Troppo spesso il malato, nelle società di oggi, è materia per il racconto di altri. Gli stessi medici rischiano di raccontare la malattia con parole non loro, che non abbiano tratto alcuna verità dal confronto diretto con il malato. Ma, come ho già suggerito, esiste davvero la malattia? Non è questa la fabula, il plot buono un po’ per tutte le storie, la struttura universale per qualunque romanzo? Io sono un personaggio unico, dotato di una sua sensibilità, di un suo passato: da me soltanto, se il mio medico collabora, può nascere un racconto autentico.

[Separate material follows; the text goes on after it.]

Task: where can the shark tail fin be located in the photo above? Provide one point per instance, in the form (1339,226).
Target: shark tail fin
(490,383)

Malattia e autenticità… È il problema della vita: rimanere sé stessi, essere all’altezza dell’immagine che abbiamo di noi, non soccombere alle manipolazioni e ai tradimenti del mondo, non smarrire fra le chiacchiere il senso di sé e del proprio posto. Il malato il problema dell’autenticità lo avverte con un’urgenza estrema, esemplare. Il medico lingiardiano, anziché contrastarla, favorirà l’autenticità. Il medico lingiardiano aiuterà il malato a costruire il suo romanzo; a guadagnarsi il premio dell’autenticità, iscrivendo la sua sofferenza nella trama più adatta al personaggio con una continua opera diagnostica.
Auguro a questo libro ampia diffusione. I medici ne trarranno stimoli a un esercizio più vitale e creativo della loro professione, i malati conforto e credito. Tutti gli altri, molto probabilmente ancora ignari di diagnosi e faccende connesse, riceveranno lumi sulla necessità della comprensione reciproca e sulla complessa natura della cosa chiamata «salute».